FASOP: Fast yet Accurate Automated Search for Optimal Parallelization of Transformers on Heterogeneous GPU Clusters

This repository contains FASOP, a framework that automates the process of finding the optimal degrees of parallelism and model partitioning for Transformer-based models on heterogeneous GPU clusters. FASOP accurately estimates pipelining latency and GPU communications, enabling it to find configurations that minimize the cost of GPU clusters while satisfying training time constraints, or configurations that minimize training time while meeting cost constraints. FASOP supports a variety of Transformer-based models and uses advanced algorithms and techniques to rapidly and accurately estimate device configurations.
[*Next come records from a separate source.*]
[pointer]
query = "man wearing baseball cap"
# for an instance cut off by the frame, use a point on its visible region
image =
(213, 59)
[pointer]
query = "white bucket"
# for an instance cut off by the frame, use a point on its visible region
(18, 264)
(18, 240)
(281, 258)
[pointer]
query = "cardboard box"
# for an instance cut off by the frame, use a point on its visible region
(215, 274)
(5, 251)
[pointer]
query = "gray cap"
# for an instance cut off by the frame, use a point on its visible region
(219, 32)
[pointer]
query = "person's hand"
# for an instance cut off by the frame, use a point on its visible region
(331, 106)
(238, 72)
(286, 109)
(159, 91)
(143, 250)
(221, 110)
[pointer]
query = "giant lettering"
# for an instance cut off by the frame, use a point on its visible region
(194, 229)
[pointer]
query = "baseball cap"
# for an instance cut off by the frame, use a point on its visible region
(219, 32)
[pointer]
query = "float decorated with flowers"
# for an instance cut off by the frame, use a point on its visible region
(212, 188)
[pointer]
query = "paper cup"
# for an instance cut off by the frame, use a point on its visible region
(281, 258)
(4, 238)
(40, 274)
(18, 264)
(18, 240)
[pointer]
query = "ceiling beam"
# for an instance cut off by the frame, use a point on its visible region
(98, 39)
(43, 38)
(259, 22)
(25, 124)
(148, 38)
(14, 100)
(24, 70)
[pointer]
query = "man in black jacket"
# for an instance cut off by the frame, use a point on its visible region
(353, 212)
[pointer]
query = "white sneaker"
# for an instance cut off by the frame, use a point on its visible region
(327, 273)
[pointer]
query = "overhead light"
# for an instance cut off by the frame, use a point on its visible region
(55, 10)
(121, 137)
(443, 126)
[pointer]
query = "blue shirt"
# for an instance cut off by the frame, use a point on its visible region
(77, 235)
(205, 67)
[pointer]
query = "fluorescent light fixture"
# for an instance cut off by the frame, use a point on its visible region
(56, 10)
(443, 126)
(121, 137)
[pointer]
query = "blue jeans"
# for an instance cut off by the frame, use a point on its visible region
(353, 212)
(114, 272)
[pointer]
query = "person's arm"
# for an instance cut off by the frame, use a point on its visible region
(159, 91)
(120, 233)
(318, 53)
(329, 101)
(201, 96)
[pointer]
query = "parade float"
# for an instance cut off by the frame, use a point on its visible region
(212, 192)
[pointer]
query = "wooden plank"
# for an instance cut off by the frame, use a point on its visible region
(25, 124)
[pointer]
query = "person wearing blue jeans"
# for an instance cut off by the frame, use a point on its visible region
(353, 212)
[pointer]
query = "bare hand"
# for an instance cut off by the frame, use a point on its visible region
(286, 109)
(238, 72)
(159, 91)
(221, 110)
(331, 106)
🎉Our work was accepted and presented at HPDC 2024

Usage

This repository includes the FASOP framework, which can be used for the following two purposes:

(1) Finding Optimal Parallel Strategy for GPT on Heterogeneous GPU Clusters. (2) Launching practical distributed learning using Megatron-LM based on the results from FASOP.

Reproducing the Experiments from [FASOP: Fast yet Accurate Automated Search for Optimal Parallelization of Transformers on Heterogeneous GPU Clusters]

To reproduce the experiments from [FASOP: Fast yet Accurate Automated Search for Optimal Parallelization of Transformers on Heterogeneous GPU Clusters], follow these steps:

I. Install the necessary dependencies for FASOP.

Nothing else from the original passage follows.